I’m planning a two-week European tour. If my widowed mother has a medical emergency while I’m traveling, am I covered if I drop everything and head home?
An event that causes your trip to be cut short falls under trip interruption coverage. One common scenario: the serious illness or unexpected death of a close relative such as a mother, brother or child, says Megan Moncrief, director of sales and marketing at squaremouth.com, an online travel-insurance comparison site.
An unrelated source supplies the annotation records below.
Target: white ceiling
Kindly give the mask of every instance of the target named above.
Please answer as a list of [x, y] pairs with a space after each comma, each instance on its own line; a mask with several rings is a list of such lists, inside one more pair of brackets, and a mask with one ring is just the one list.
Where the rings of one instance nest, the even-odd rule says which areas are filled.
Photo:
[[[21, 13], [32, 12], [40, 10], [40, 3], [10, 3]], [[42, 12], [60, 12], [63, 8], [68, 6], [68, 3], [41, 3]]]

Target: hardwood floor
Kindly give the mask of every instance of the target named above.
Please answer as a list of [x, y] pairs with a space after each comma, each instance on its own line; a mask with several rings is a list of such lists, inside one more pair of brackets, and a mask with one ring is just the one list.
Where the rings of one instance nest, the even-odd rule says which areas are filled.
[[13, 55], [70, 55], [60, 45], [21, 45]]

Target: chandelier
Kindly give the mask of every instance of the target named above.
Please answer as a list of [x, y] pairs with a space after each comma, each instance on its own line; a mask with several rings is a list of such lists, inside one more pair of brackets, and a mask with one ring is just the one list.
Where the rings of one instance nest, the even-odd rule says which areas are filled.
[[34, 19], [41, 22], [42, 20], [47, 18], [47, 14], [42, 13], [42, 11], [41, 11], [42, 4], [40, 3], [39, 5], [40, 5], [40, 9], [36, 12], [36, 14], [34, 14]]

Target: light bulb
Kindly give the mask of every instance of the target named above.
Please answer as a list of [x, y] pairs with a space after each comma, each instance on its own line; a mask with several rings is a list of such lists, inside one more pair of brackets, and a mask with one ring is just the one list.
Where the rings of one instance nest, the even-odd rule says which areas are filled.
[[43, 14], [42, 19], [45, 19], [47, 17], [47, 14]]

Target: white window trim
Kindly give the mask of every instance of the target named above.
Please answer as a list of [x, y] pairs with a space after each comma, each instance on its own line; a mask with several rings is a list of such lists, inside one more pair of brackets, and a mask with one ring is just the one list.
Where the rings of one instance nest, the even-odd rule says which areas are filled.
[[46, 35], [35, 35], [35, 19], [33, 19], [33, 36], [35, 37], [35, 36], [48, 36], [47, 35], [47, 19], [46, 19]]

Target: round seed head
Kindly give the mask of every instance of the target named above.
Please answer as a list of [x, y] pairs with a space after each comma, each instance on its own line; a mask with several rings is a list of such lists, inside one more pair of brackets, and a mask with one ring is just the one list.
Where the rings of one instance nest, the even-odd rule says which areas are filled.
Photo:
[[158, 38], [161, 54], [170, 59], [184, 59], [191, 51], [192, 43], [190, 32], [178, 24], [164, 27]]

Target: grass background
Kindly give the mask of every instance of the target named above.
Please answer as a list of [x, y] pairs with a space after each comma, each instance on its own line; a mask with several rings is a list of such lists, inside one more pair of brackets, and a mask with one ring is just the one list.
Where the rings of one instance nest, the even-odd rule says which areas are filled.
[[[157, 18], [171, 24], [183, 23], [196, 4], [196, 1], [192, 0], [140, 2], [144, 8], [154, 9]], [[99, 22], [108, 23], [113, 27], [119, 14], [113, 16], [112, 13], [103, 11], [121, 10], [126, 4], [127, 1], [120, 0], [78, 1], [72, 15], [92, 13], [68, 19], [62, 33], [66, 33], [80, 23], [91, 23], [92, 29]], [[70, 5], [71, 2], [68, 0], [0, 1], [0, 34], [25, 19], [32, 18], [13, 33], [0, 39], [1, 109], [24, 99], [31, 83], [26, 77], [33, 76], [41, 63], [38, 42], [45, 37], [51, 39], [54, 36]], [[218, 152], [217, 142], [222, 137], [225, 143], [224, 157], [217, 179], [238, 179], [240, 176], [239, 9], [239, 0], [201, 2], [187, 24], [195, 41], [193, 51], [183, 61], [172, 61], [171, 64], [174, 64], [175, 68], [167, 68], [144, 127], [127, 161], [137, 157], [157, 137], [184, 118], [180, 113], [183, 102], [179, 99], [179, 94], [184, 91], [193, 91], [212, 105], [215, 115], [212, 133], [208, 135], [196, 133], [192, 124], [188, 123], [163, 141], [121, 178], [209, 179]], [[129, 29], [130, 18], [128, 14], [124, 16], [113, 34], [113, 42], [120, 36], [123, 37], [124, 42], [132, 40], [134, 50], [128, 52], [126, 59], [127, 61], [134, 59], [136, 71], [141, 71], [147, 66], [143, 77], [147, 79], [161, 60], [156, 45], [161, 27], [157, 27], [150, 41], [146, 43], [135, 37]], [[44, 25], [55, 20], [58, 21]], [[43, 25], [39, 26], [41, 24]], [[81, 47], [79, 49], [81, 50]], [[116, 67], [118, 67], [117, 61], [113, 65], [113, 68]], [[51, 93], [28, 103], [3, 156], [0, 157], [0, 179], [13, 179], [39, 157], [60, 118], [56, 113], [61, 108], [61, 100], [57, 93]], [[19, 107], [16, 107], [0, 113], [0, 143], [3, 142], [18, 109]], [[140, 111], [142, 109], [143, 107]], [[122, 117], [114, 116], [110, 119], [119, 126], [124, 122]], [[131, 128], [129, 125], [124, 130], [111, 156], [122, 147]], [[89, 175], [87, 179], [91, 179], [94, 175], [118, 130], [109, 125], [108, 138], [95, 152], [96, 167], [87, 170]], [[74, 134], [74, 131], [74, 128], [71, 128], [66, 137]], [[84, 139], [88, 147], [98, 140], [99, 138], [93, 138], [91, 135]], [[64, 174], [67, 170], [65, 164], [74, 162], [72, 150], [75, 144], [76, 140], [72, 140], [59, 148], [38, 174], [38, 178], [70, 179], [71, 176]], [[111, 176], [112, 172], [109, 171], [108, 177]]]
To make a claim in this situation, you’ll need a doctor’s note to get reimbursed. And your relative has to have been medically fit at the time you bought the insurance (which, again, you must buy on a timely basis).
I’d like to go on a Caribbean cruise this fall. What if it’s canceled because of a hurricane? Or what if my flight to Miami is delayed and I miss the boat?
A cruise called off as Hurricane Jerry barrels toward Florida would indeed be covered by trip cancellation insurance, assuming you bought it before the hurricane was forecast. Some policies also provide “cruise only” missed connection coverage that will pay for flying you to the next destination port if you miss the boat because of flight delays.
Check a policy’s wording carefully: You might not be covered for a delayed flight if your plane’s scheduled arrival falls too close to your ship’s departure. And if a cruise is rerouted, not canceled, to avoid a storm, you probably won’t get any reimbursement. But some plans may let you cancel if your destination is subject to a hurricane warning close to your departure date.